Teenager William Ebhart yearns for action. Too young to take part in the Civil War, he watched it unfold from the sidelines; his father died fighting in the Confederate army. William, feeling shackled by his family’s tragedies, decides to leave home, and he falls in love with a gorgeous-but-jaded prostitute, joins a traveling medicine show, inadvertently helps a notorious group of outlaws rob a bank, loses the girl to a wealthier man, and returns home—all in the first 75 pages of Sharp’s (Jacob’s Cellar, 2012, etc.) epic novel. The rest of the book maintains the swift pace, as William goes on to marry a (seemingly) nice girl, become a father, and learn Shakespeare. After his wife abandons him, he masters a respectable trade as a lamplighter and reunites with the prostitute. Later, he takes back his wife and almost dies of yellow fever.

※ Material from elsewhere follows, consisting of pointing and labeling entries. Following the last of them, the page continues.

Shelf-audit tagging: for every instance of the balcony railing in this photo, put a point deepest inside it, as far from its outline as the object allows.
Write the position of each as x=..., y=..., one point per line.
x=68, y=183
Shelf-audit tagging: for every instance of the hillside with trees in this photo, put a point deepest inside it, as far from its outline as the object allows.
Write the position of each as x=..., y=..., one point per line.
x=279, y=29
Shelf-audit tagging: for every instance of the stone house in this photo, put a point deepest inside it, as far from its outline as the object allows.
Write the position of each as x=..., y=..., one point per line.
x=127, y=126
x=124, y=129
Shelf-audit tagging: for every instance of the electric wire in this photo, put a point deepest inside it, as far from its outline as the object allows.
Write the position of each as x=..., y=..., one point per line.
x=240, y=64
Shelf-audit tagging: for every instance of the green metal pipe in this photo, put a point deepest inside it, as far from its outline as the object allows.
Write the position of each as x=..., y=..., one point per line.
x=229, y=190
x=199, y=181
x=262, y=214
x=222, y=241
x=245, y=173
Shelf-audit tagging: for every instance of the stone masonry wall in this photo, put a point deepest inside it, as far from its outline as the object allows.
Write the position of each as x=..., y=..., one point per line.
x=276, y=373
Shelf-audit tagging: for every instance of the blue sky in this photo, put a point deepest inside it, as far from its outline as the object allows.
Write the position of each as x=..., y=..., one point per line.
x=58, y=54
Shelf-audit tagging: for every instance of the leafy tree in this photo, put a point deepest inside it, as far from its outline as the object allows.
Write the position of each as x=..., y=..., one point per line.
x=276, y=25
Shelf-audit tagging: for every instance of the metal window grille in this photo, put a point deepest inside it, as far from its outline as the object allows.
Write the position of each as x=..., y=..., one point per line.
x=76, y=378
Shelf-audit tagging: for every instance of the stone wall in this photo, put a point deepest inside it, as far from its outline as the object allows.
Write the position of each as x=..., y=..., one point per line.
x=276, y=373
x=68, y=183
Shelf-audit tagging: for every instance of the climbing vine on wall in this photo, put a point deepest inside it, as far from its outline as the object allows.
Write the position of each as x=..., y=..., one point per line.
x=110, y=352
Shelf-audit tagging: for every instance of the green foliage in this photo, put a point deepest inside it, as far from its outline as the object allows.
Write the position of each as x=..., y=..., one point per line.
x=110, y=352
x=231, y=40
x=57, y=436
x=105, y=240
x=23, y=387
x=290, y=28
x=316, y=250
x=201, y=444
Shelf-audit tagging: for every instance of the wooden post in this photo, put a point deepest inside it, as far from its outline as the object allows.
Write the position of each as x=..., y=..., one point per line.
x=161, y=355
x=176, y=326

The story is never dull, but readers may find that Sharp is too generous with plot teasers, revealing points that might have been more enjoyable if withheld. He provides plenty of forthright details about each character’s inner workings, and as William grapples with his past and toys with his future, he analyzes the meanings of faith, truth and morality. Such philosophical meanderings, along with references to Shakespeare’s play The Winter’s Tale, elevate this story, although the frequent typos detract. Sharp also sprinkles in real-life characters and events without it ever seeming contrived; for example, famous outlaws Jesse and Frank James pop in and out of the narrative, and William spends the latter part of the book working in Panama during France’s ill-fated canal construction in the 1880s.
An engaging and atypical Reconstruction-era saga.